Yeah there is a bit of nostalgia for me, admittedly. Modern canvas with a decent lib can produce flash-like/flash-superior content but the tooling is aimed at engineers while flash was aimed at creatives/general public (imho), hence why we got so much trash (accessability) but also why we got so much incredible stuff (again, accessability)
Maybe everyone and their uncle had a website back then too but today everything is soaked up and formatted for profit by a select few (fb, google, tiktok, ...)

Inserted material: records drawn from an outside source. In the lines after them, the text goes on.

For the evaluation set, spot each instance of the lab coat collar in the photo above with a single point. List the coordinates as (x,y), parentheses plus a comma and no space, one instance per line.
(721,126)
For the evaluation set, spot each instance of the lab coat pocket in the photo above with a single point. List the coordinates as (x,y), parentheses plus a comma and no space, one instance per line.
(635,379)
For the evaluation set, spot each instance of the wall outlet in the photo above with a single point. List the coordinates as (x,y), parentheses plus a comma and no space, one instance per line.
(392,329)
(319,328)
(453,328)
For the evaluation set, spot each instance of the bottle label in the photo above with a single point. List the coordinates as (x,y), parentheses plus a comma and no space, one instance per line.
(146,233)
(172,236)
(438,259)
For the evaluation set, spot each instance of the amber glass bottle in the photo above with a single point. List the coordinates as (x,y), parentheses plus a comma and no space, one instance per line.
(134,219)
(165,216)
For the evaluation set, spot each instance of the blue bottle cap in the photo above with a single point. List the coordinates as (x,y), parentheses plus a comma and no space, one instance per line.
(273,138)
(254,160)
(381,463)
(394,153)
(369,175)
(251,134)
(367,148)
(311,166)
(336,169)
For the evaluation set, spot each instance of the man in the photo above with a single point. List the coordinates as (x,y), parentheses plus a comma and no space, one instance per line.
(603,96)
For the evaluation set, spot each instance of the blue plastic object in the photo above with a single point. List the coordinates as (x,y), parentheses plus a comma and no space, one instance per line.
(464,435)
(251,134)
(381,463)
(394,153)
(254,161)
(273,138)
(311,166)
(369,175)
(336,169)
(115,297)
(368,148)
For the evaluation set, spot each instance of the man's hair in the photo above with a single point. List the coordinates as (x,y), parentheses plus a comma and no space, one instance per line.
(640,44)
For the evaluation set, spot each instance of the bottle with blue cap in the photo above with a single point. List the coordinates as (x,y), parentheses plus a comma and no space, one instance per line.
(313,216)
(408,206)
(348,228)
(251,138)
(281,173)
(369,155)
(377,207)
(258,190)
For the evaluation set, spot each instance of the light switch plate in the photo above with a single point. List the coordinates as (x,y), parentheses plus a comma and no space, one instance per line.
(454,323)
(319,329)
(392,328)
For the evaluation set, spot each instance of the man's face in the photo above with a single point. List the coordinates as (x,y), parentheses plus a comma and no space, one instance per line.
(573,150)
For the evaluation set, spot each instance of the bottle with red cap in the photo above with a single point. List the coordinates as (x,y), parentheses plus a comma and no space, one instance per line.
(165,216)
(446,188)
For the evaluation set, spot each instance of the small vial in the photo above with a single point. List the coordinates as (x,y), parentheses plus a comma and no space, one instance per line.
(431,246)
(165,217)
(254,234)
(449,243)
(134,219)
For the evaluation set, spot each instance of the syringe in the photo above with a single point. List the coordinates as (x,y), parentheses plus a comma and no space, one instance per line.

Yeah, they won because they made things easy imho. Lower barrier to entry === higher user base. I would contest your 'everyone and their uncle had a site' comment, though - for flash you still had to be 'in the know' or curious of how the flash games/animations were made, and then be inquisitve and resourceful enough to get yourself a 'copy' of your preferred flash ide, then figure out how to package/host/etc. Sites like livejournal/tumblr are more akin to what you are describing imo.
Just to clarify, everyone had a website but not everyobe had a flash game ofc. But, when you went to Bobs website he had links to other websittes (lots of peopke had like carousel links) and so on, and you stumbled upon horrors and gems alike...
We made it so whole programs and commercial games could run directly in your browser, and then package them with their own copy of Chromium because fuck you.
Yeah but we have HTML5 now which is better than Flash ever was.
I'm glad Flash is dead. I got tired of having to constantly update it.
Edit: Also mobile gaming is the modern equivalent of Flash games. You just don't see it that way because you didn't grow up with it. I do miss the days when games could just be games without being heavily monetized, but there are still plenty of decent, simple mobile games available that don't have any microtransactions and thus heavily resemble the Flash games you played in your childhood. You just have to be willing to seek them out.
In some ways, sure. In others?
Trying to download HTML5 games sucks (there is no container format). Trying to play them locally sucks too (simple http server). If preservation efforts here can match how it has gone for Flash content, it'll likely be only thanks to web crawlers people are using now.
Vector graphics was a huge technical feature that (even if still technically possible) has been largely abandoned. Even ignoring visual style, it's less data to load (esp. w/simpler stuff). Particularly for animations (even a 1min18s clip is ~5x larger when rasterized), it seems silly to me that Google didn't attempt some sort of HTML5 vector video support (for an extreme example, see the 10-hour homestar runner complilations on YT) which could likely also be used (at least partially) for digital presentations. Vector being rendered natively at runtime means content creators(/platforms) aren't required to export/store videos in multiple resolutions (which for individuals, might just mean not supporting the higher ones).
Also, WebGL errors and Unity DRM making it even worse, though I'm not sure how much those are still present. Personally I have lost WebGL game data (unclear why, thankfully this isn't always important) more often than I ever remember with Flash.
Yeah I acknowledge modern web is superior to flash in another comment, but argue the accessability has gone down. Also I was not 'growing up with it,' I was getting paid to write actionscript, then as3, then as3 inside of adobe flex/eclipse.